2020年で90周年を迎えるピニンファリーナ│85周年記念コンクールの結果は?

Pininfarina

イタリアを代表するカロッツェリアである、ピ二ンファリーナは2020年で90年を迎え、ひとつの節目にさしかかっている。現在では、筆記具や、ボート、建築デザインなども手掛けるなか、アウトモビリ・ピニンファリーナでは1900馬力を発揮するハイパーEVであるバッティスタ・ピ二ンファリーナの開発も行っている。90年で培ってきた技術やデザインの歴史を現代でも受け継ぎ、様々なスタイルでブランドをパワーアップさせているのだ。

2015年には創業85周年を記念し、イタリアの車の首都ともいえるトリノで、創業85周年を迎えたピニンファリーナを主役とするイベント、その名もコンコルソ・デレガンツァ・ピニンファリーナが開催された。

この新しいイベントは、パルコ・ヴァレンティーノ・サローネ&グラン・プレミオのイベントの一環として催されるもので、カステロ・デル・ヴァレンティーノの中庭に、ピニンファリーナの歴史に残る50台の車が展示された。
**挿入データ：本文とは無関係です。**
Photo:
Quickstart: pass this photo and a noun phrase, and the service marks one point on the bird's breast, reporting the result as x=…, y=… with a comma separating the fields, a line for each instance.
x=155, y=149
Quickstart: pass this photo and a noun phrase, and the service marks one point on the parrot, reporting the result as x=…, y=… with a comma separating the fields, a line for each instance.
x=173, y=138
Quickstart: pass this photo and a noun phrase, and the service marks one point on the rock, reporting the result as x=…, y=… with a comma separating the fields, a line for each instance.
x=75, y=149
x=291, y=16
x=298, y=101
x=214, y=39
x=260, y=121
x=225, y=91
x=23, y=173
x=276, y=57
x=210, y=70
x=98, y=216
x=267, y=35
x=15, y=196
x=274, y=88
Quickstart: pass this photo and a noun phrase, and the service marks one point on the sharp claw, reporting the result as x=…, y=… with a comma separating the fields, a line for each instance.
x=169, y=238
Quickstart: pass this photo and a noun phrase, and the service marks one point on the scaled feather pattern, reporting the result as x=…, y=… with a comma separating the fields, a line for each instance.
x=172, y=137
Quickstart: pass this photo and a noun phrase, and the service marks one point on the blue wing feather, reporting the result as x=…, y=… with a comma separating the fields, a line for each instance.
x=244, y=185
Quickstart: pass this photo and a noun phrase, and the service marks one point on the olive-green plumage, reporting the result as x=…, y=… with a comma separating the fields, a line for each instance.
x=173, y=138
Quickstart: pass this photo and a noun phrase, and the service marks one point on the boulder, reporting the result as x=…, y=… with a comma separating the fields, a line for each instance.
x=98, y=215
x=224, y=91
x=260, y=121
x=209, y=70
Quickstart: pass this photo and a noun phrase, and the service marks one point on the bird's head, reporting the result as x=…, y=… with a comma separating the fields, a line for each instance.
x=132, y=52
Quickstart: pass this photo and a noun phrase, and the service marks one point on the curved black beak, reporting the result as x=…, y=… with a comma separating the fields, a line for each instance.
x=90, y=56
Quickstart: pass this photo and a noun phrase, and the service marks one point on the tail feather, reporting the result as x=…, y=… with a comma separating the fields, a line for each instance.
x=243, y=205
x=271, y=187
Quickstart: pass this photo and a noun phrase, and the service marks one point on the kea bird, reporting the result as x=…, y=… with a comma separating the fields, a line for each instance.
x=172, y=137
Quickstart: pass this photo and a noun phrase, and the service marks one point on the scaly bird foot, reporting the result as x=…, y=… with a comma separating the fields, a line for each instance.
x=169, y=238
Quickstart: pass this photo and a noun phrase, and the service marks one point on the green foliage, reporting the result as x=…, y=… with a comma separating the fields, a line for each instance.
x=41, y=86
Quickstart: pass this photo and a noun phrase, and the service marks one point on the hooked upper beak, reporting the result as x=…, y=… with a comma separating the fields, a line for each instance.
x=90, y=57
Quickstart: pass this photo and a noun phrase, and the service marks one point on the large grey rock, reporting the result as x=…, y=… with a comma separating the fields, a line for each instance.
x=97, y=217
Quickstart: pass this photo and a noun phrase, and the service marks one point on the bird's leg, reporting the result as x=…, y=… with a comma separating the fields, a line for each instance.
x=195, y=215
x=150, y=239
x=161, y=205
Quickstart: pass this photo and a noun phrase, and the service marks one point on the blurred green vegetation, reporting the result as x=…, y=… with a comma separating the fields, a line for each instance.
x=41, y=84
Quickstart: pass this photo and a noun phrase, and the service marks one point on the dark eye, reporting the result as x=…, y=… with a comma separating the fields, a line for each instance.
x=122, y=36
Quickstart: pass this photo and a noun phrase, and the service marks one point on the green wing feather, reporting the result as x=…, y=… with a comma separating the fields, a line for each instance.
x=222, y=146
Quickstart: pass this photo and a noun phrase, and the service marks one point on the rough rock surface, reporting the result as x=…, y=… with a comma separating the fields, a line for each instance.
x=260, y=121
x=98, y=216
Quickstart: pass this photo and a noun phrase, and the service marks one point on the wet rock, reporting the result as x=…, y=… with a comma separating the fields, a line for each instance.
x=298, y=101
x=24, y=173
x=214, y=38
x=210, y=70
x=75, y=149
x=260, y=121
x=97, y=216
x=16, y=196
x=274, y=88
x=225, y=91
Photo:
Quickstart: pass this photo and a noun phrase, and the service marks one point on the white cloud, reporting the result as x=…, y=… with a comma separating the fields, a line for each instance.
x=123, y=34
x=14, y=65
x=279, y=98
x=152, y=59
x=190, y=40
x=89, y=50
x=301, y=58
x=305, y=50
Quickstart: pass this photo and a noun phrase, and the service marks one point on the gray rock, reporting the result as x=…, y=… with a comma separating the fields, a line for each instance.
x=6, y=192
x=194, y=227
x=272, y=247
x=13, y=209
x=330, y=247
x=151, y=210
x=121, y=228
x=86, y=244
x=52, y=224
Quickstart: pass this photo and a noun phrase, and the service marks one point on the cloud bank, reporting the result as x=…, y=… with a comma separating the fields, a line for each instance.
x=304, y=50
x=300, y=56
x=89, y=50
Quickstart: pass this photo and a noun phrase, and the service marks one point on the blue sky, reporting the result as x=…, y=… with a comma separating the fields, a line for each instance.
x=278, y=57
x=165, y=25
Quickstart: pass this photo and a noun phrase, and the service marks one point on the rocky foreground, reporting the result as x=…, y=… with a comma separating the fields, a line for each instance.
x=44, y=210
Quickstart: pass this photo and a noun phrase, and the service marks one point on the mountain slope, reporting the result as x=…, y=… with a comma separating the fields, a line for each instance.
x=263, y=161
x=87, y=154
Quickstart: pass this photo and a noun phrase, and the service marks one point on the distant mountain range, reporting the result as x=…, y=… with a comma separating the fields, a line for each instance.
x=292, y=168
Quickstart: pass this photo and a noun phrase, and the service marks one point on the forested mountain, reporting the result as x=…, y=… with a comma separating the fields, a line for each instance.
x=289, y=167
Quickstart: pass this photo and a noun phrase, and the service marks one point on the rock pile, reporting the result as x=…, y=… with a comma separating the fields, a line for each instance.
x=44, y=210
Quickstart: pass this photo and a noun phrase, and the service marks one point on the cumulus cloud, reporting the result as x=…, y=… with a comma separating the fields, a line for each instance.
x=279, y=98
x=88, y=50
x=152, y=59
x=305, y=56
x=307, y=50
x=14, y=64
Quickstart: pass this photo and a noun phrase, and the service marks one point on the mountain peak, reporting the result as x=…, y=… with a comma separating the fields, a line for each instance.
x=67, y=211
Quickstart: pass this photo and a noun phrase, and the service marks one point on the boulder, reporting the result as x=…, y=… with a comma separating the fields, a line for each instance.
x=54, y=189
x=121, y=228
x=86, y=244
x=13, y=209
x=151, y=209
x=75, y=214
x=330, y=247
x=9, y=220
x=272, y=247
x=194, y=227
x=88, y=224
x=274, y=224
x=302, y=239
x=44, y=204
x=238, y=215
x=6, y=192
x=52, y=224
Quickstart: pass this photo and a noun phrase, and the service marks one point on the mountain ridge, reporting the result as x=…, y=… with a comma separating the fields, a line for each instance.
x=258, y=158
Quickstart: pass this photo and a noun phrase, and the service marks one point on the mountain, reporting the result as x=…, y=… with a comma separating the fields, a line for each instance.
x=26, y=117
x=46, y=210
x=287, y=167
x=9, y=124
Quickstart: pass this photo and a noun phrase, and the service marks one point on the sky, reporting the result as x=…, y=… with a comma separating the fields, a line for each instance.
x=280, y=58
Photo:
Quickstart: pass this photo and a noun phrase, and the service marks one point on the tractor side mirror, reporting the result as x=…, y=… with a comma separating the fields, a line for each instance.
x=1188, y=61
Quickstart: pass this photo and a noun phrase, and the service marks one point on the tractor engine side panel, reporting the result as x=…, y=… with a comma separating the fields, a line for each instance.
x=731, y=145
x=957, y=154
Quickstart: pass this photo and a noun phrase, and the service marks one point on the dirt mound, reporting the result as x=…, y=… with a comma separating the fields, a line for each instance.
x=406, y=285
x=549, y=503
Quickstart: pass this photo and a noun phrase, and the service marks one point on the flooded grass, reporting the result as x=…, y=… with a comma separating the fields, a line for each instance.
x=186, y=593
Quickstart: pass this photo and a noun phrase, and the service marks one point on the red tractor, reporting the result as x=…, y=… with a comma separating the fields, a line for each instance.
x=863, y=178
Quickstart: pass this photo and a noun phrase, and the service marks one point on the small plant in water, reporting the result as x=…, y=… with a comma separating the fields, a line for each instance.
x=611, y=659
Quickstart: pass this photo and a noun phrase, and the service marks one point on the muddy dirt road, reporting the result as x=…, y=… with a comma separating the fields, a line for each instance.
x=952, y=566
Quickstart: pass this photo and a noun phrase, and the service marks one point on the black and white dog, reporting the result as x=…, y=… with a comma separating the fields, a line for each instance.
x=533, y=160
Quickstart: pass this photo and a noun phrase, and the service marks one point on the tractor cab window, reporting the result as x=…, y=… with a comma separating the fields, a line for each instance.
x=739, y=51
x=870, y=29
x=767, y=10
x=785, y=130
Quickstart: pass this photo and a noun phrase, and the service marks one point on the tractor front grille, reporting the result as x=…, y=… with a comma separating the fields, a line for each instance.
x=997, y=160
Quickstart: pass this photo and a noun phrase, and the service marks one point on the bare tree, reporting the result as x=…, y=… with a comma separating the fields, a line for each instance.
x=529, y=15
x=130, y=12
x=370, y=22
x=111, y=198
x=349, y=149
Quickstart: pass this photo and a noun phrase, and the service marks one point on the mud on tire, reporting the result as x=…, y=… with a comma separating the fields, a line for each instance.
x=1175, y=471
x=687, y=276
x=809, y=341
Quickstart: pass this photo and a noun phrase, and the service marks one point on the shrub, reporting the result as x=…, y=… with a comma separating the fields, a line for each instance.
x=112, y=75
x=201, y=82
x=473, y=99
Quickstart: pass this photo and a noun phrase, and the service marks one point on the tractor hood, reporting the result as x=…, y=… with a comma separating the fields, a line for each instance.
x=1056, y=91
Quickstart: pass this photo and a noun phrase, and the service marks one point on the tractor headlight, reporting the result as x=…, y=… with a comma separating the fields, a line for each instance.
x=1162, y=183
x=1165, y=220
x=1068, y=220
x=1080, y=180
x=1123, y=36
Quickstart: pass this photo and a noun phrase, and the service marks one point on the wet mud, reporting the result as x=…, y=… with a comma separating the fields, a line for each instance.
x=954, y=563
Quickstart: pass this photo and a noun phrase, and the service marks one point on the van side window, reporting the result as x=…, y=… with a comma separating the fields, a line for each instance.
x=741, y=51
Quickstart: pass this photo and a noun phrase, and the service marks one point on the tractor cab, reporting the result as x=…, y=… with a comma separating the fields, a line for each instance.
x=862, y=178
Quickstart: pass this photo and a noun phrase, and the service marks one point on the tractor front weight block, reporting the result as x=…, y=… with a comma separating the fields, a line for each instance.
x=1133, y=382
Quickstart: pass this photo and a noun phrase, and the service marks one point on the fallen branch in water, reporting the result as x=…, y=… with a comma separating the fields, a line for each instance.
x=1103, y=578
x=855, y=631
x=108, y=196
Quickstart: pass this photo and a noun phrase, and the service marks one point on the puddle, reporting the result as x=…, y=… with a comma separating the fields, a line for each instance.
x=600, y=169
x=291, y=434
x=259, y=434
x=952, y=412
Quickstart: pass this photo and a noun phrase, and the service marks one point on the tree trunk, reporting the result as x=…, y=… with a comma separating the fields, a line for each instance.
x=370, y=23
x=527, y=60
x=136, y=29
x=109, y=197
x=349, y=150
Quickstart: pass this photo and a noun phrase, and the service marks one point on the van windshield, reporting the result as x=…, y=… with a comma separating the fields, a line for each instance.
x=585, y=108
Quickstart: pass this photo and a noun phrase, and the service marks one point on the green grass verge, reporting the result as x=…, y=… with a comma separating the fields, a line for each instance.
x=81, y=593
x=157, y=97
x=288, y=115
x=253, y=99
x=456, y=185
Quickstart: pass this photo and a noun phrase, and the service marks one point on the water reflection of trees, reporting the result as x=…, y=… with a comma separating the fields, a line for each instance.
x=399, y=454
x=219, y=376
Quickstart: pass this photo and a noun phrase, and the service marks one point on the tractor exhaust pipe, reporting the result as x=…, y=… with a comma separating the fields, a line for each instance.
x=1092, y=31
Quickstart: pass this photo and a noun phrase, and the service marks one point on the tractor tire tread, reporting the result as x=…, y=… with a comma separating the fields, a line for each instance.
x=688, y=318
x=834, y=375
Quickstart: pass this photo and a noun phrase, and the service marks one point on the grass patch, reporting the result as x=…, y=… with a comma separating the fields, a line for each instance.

これに先だって街の中心部を巡り、ピニンファリーナの作品が走る芸術品であることを集まった人々にアピールした。

その中で、最優秀賞を受賞したのはランチア・フロリダであった。1955年に発表したフロリダは、アウレリアのシャシー上にピニンファリーナが架装したコンセプトモデルで、1台のみが造られたものだ。


 
ピニンファリーナ・デザインチーフのファビオ・フィリピーニ、フェラーリのスタイリストであるアンドレア・ミリテッロ、BMWスタジオ部長のカリム・ハビーブという錚々たるメンバーから構成されるジャッジ・グループが、ランチア・フロリダを最優秀賞に選出。受賞理由は、ランチアの85年間の歴史が重要視されたことのほか、それ以降の自動車デザインに大きな影響(たくさんの亜流が誕生した)を与えたという重要性からであった。
 
フロリダはこれまでサンフランシスコ在住のオーナーの元にあったが、現在はミラノのコラード・ロプレストが所有している。イベント参加にあたっては、ロプレスト邸のあるミラノからトリノまで自走でやってきたが、その途中では、豪雨に見舞われたそうだ。
 
世界中から数々に逸品がトリノに集まったことで、優勝トロフィーをかけて熾烈な戦いが行われた。カロッツェリアの手になる幻想的ボディを持つヴィンティッジカーや、ジム・グリッケンハウスのエンツォベースのフェラーリP4/5、ピックアップトラックボディを持つ1992年フィアット・チンクエチェント、1980年にピニンファリーナ社50周年記念のために製作されたワンオフのフェラーリ・ピニン・サルーンなどだ。ピニンファリーナのファクトリー・ミュージアムからは、ナッシューヒーレーのプロトタイプ、カンビアーノやセルジオといった最近のコンセプトカーなども展示された。
 
ジーノ・コーエン所有の1947年チシタリア202には、最も優雅な車としてボヴェット賞が送られ、またアン・リーとボブ・リーが出品した1952年フェラーリ212インテル・カブリオレには、パオロ・ピニンファリーナ自身が選定したチェアマン賞が贈られた。これは、リー家との長期に渡る交友関係に加え、フェラーリとピニンファリーナのコラボレーションの始まり特徴付けるものであったことが受賞理由だった。



初代ピニンファリーナの孫に当たるパオロ・ピニンファリーナ社長は、「当社の歴史における主役の三世代であり、ピニンファリーナ・ファミリーの趣に一番近いと私が感じるこの車に賞を贈ることを喜んでいます。選定の審査基準は審美眼にもよりますが、主には車自体が発する情熱によるものです」と語った。
 
メインイベントのパルコ・ヴァレンティーノ・サローネ&グラン・プレミオのフィナーレは、パレードで締めくくられた。マッシモ・ダツェリオ大通りからヴェナリア宮殿まで、トリノ中心地の交通が14kmにも渡って封鎖され、何百台ものクラシックカー、スーパーカー、ショーカーがパレードを行った。



主催者らは、トリノの豊かな自動車産業の伝統を世界中にアピールする機会になると、このようなイベントを良い機会だと捉えている。